Auch wegen solcher Begebenheiten wie vor zwei Jahren. "Da ist die Gastmannschaft beim Stand von 0:2 einfach geschlossen vom Platz gegangen. Ich habe schon viel gesehen,. Aber so etwas habe ich bis dahin überhaupt noch nicht erlebt", schimpft er auch heute noch. Das zeuge nicht gerade von Fairness und Sportsgeist. Tugenden, die Ullrich Baude im Laufe seiner Karriere immer hochgehalten halt. Und Verlässlichkeit. "Der Ulli war immer zuverlässig. Immer", sagte Manfred Fleischer, bis vor zwei Jahren Schiedsrichteransetzer im Bereich Zeitz und langjähriger Weggefährte von Baude. "Wenn ich ihn früh anrief und fragte, ob er am Nachmittag schnell einspringen kann, hat er niemals Nein gesagt." Solche Leute brauche man heutzutage, sonst funktioniert gar nichts mehr.

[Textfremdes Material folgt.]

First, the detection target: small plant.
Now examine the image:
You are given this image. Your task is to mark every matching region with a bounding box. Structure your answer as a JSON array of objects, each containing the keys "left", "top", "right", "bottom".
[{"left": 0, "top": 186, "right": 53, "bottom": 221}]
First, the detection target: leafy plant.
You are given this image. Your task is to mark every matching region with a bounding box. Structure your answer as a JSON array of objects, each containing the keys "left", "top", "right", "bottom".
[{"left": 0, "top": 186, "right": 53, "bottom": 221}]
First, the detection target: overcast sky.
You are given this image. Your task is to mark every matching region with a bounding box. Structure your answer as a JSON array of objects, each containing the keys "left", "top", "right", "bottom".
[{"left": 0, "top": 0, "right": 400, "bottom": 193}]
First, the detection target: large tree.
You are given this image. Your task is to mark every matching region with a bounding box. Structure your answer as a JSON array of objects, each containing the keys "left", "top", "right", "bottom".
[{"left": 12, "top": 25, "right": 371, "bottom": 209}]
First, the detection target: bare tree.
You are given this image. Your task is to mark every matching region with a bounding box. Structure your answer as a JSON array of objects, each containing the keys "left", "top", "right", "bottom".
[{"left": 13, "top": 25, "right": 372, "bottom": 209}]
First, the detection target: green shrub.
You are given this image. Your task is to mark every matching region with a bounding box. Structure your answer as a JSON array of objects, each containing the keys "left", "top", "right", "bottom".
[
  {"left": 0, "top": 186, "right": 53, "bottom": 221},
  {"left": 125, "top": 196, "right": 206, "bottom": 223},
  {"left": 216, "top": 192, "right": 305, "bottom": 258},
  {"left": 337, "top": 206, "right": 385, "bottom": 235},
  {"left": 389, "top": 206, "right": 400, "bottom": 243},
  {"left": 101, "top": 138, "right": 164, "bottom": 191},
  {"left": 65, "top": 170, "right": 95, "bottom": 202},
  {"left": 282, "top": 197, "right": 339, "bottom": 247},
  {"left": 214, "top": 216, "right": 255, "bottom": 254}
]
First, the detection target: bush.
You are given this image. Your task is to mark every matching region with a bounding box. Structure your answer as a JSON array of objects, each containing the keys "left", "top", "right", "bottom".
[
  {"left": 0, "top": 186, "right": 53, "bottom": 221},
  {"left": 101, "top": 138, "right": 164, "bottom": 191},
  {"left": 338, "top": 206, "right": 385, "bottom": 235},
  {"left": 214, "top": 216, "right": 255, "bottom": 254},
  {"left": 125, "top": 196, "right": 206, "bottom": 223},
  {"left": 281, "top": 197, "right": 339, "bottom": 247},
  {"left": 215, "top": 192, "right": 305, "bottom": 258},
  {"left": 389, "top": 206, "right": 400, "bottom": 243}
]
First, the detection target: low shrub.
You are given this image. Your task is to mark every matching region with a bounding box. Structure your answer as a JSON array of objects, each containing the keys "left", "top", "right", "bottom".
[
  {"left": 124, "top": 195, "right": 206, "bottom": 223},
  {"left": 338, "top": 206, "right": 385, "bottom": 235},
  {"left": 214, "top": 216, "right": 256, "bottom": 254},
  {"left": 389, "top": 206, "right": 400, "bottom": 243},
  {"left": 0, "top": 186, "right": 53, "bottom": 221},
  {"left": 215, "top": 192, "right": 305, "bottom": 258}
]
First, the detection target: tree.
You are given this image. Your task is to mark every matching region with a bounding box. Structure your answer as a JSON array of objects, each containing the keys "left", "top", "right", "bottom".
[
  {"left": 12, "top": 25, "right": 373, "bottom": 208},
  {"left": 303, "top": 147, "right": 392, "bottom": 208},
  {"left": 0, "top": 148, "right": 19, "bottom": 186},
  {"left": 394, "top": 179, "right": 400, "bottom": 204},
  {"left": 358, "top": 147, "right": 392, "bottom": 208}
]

Auch bei Fleischer lag auf dem Droyßiger Sportplatz zu Baudes letztem Auftritt Wehmut in der Luft. "Irgendwie endet eine Ära." Für Rosemarie Baude, Ehefrau des Nonnewitzers, hingegen beginnt eine neue. Eine Zeit ohne Fußball, auch, wenn sie es sich bislang noch gar nicht vorstellen kann. "Es gehörte ja zu unserem Leben dazu. Ich sehe es so. Jetzt hat er mehr Zeit für mich", sagt sie lachend. Und Baude selbst? Kann er sich ein Leben ganz ohne Fußball vorstellen? "Ja, zweifelsfrei. Ich werde in nächster Zeit keinen Platz mehr betreten. Ich brauche erst einmal Abstand."